Capt. Chris was diagnosed with a brain tumor a few months ago and the early prognosis was very disheartening. The first report said that even if surgery could be performed, Chris would likely suffer great motor skill impairment and probably never speak again. Further testing and scans revealed a narrow window of opportunity and the specialists at UTMB in Galveston upped Chris' chances, but not by much. Surgical removal, they said, was the only chance. Chris was given a decent chance to survive; whether he'd walk, talk, or enjoy any real quality of life after the operation would be seen later.

Chris had his surgery as soon as it could be arranged and the outcome was nearly miraculous. All but a tiny bit of the tumor was successfully removed and the remainder is believed treatable. Even if the treatments work only half as well as the surgery, due the very slow development of this type of tumor, Chris' doctors think it could take nearly a lifetime to re-grow large enough to duplicate the symptoms he'd already lived through.

That Chris was awake and coherent following surgery was an answer to the prayers of thousands. When Chris recognized Ruben Garza and spoke to him as his gurney was being wheeled down the hallway was nothing short of a miracle for all who know and love him. Seeing Chris stride across Blanco's parking lot; speaking, hugging and handshaking as the crowd poured in produced great emotion.

The food, live music and general merriment inside and outside Blanco's made the event more special. Capt. Chris has been around a while and made lots of friends. Chris was a pioneer in saltwater fly-fishing, remarkably spending most of his time in the unlikely venue of Galveston Bay, waters not often considered fly-worthy, but that's where he did it.

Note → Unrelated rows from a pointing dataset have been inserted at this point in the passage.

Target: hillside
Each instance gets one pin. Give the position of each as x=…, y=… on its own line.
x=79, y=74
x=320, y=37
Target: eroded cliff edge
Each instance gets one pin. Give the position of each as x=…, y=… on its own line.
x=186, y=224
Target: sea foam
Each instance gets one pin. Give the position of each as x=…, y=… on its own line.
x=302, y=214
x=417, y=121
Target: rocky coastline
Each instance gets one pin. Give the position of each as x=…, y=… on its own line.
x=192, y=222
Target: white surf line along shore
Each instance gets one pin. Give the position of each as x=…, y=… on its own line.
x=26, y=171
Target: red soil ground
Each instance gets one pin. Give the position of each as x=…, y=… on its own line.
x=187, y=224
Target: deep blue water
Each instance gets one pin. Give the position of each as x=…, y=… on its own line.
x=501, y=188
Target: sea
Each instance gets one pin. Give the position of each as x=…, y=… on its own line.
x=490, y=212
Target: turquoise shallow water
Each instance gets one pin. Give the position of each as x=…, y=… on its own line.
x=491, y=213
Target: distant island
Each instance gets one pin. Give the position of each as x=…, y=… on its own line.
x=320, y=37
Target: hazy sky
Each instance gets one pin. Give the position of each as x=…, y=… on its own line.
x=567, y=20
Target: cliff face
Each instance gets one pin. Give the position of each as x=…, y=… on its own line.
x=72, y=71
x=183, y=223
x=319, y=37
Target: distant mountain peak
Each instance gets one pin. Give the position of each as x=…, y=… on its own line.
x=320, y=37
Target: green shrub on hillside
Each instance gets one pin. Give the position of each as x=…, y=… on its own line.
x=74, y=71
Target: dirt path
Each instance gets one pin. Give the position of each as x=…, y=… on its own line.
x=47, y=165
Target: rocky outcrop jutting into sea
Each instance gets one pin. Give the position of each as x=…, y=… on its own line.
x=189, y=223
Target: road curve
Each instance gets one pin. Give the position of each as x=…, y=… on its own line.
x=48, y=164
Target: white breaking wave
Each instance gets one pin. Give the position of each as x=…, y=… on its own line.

Through his guide work, tackle sales career, seminars and other public appearances, Chris touched untold thousands and we were there to repay his good spirit, kindly demeanor, and impeccable character.

Lots of folks dug deep to support the auction and raffles. Scott Sommerlatte sold his hair. Seated on the stage, Scott taunted the audience to ante up if they wanted to see his flowing locks shaved to the scalp. When the bidding stalled he threw his signature facial hair into the deal, they could have his beard too but it wouldn't come cheap. It made me think of the haircut Delilah gave Sampson and we're still not sure whether Scott will ever be the same. The photo session that followed with Capt. Chris hugging his hairless friend was a sight to behold.

Capt. Chris is still not out of the woods, but I'm certain that his friends in the fishing community will continue their generous support. Here's to you Captain, you are an outstanding example of why I am proud to a Texas fisherman.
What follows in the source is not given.